A celeuma em torno da situação do deputado levou o colunista Marcelo Coelho a publicar um texto esclarecedor retomando as razões da sua condenação no STF ("Qual a culpa de Genoino?", 21/11). O artigo elenca o que havia contra o ex-presidente do PT, numa tentativa de rechaçar a ideia de que ele foi vítima de uma tremenda injustiça.
A análise, que provocou a ira de petistas e a de inimigos do PT (porque o autor sublinha que Genoino não enriqueceu), é um exemplo inteligente de didatismo, tema tão caro ao projeto editorial da Folha e tão necessário num debate polarizado como o do mensalão.
Não adianta gastar tinta com quem acredita que Genoino, Dirceu e Delúbio são mártires políticos, vítimas de um julgamento político incensado por uma mídia golpista.
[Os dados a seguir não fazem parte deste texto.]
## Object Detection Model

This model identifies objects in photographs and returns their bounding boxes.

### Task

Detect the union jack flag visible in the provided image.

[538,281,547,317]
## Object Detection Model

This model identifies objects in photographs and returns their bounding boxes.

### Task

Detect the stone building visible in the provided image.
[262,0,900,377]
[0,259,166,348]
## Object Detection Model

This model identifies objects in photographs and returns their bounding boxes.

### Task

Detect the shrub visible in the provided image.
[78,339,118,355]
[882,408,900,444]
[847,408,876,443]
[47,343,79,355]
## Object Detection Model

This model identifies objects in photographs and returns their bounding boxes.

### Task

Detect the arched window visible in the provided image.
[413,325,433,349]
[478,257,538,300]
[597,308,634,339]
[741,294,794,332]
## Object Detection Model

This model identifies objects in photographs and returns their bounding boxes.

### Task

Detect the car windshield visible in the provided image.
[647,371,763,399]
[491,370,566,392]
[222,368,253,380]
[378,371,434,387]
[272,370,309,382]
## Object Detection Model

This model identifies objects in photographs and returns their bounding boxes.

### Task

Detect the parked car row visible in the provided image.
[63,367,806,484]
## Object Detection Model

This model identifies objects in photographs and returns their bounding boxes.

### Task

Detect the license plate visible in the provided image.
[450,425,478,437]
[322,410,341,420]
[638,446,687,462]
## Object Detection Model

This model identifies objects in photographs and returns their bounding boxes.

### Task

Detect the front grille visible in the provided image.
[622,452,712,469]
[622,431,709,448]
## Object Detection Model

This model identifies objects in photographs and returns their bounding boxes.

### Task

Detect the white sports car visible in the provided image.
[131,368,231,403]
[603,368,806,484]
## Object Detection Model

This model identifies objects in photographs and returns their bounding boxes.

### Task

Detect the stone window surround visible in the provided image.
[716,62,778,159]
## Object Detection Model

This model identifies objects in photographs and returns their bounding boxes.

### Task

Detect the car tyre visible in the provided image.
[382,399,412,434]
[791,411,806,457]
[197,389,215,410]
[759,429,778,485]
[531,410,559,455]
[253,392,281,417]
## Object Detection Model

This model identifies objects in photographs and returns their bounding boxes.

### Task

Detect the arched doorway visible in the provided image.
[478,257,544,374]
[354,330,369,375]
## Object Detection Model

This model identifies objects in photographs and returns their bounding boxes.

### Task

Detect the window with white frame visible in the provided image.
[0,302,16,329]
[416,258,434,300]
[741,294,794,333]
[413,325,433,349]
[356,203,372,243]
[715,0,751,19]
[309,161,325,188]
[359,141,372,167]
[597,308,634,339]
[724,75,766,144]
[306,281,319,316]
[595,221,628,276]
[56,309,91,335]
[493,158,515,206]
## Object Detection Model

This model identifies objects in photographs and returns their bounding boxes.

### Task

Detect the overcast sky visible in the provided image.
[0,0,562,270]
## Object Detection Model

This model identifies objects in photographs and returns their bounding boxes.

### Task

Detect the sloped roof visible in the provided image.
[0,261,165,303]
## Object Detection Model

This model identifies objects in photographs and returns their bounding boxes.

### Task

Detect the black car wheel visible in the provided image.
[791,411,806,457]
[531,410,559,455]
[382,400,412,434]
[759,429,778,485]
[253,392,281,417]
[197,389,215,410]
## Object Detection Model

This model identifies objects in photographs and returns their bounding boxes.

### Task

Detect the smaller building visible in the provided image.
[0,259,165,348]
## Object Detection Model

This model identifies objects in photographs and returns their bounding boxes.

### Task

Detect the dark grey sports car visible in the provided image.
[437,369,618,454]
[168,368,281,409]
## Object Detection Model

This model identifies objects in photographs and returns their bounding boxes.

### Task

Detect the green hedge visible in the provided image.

Nem com quem advoga que a trinca de ex-dirigentes petistas encabeça o pior escândalo de corrupção da história do país.
Cabe ao jornal desconstruir, com fatos, as falácias argumentativas de ambos os lados, com foco no leitor que não entra nesse Flá-Flu e que tenta entender o que é justo e o que é excesso nesses capítulos finais da novela em que os vilões/heróis vão parar na cadeia.